Getty Images / Wolfgang Kaihler

Did you know that you get extremely uncomfortable when you get a rolling eyeball in your eye? You find yourself sitting there, rubbing it subconsciously, and the whole world just has to hang on for a minute because it’s so distracting.

Okay, imagine that, but instead of hands to regain loose hair, you have corners. And it’s not just a stray hair, it’s a whole bunch.

The “sick deer” report to the Tennessee Wildlife Resources Agency produced a mixture of awe, disgust and harshness, thanks to the Tennessee deer found with corneal dermides – otherwise known as the hairy eyeballs.

In late August 2020, whitetail deer were found bleeding and mutilated in Ferragat, a suburb of Knoxville, East Tennessee. Animal control was forced to send deer, but the head was sent to the Southeast Cooperative Wildlife Disease Study Unit for analysis. SCWS of the University of Georgia Veterinarian).

When the deer was posthumously diagnosed with episodic hemorrhagic disease – an infectious and often fatal virus that afflicts whitetail deer – another notable aspect was discovered: the deer’s cornea was almost completely covered in hair discs.

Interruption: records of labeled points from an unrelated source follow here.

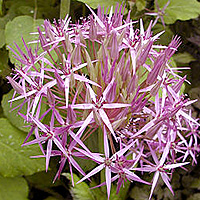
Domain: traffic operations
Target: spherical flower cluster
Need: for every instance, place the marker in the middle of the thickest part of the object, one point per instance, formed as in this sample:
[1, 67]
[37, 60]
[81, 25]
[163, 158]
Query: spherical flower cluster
[102, 76]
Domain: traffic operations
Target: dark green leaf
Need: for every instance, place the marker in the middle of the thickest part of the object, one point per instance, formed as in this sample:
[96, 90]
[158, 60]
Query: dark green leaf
[80, 191]
[15, 160]
[2, 38]
[12, 116]
[20, 27]
[1, 3]
[15, 188]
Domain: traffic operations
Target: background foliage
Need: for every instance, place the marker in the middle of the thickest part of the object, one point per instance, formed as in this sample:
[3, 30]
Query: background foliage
[24, 178]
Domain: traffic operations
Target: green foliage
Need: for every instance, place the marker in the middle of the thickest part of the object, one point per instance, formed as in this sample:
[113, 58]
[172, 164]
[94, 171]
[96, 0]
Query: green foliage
[20, 27]
[12, 116]
[13, 188]
[15, 160]
[1, 2]
[180, 10]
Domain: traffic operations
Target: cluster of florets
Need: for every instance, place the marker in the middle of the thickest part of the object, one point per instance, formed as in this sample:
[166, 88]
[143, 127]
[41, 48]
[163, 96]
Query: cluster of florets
[102, 76]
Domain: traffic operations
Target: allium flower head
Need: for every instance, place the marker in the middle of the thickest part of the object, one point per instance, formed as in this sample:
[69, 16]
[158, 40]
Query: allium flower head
[108, 78]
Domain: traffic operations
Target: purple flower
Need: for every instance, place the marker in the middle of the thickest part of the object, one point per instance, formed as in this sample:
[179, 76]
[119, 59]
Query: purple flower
[111, 80]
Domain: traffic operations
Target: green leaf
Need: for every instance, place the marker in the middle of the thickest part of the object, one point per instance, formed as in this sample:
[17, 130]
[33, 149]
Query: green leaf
[13, 188]
[180, 10]
[20, 27]
[140, 4]
[13, 116]
[2, 38]
[15, 160]
[80, 191]
[1, 3]
[40, 9]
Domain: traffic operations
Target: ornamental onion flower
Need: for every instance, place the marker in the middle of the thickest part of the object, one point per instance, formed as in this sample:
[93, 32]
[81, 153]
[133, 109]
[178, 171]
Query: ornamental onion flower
[111, 79]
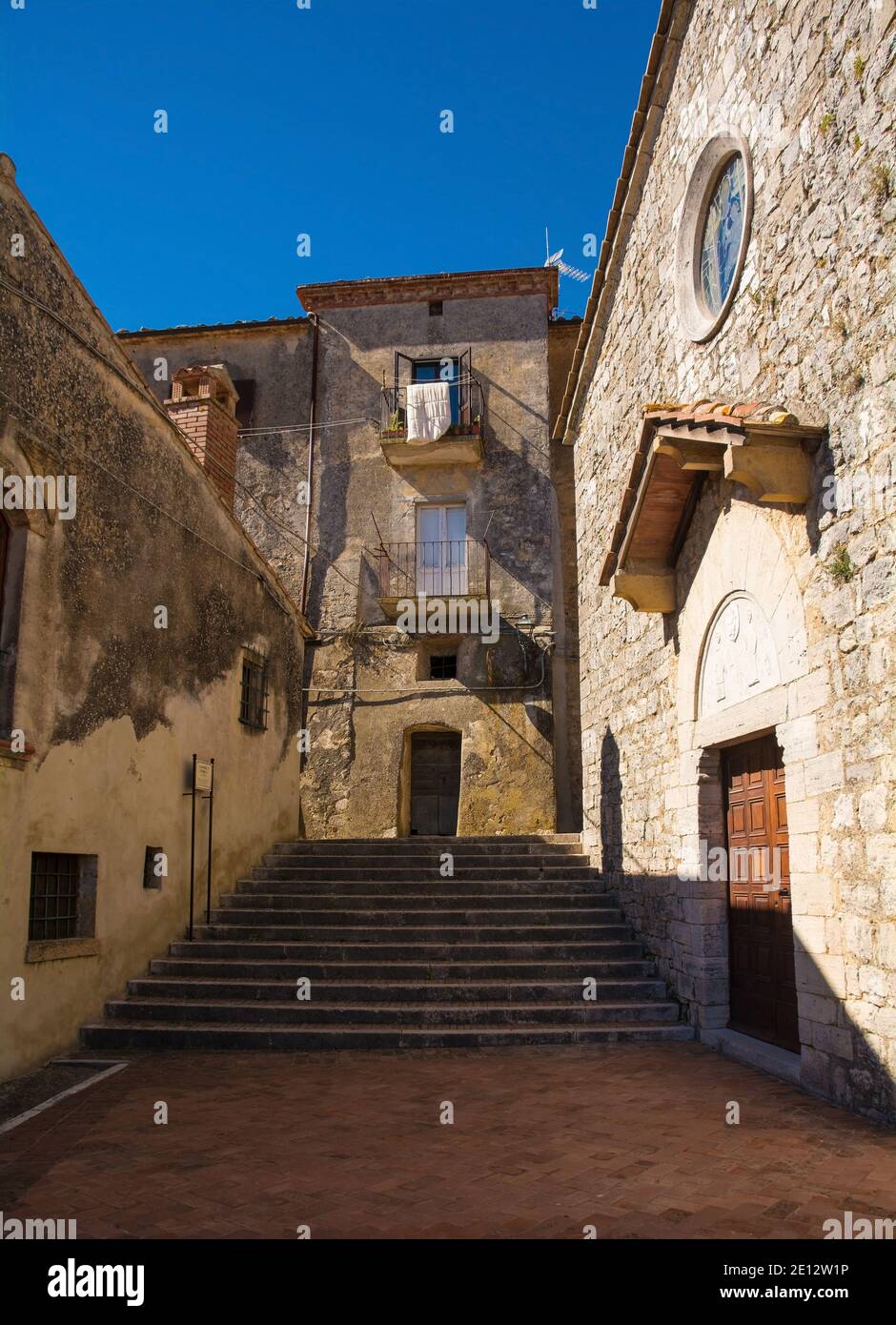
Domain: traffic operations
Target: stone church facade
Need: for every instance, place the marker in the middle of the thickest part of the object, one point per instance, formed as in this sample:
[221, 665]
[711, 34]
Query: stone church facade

Written by Dr Nicole Nemeth and research technician Michelle Willis, the SCWDS official report states that “in the case of this deer, corneal dermides often contain normal skin elements, including hair cells, sweat glands, collagen and fat.” Are benign (nonvensive) and congenital, possibly resulting in an embryonic developmental defect. “

It is therefore possible that the deer had these corneal dermoids for a long time, gradually worsening until its vision became almost blurred.

According to Sterling Daniels of the Tennessee Wildlife Resources Agency, “He might call the day out of the dark, but I don’t think he’ll be able to see where he’s going. I’ll compare it to covering your eyes with a washcloth. You can tell the day by night, but That’s about it. “

It is only the second deer to be documented with corneal dermoids.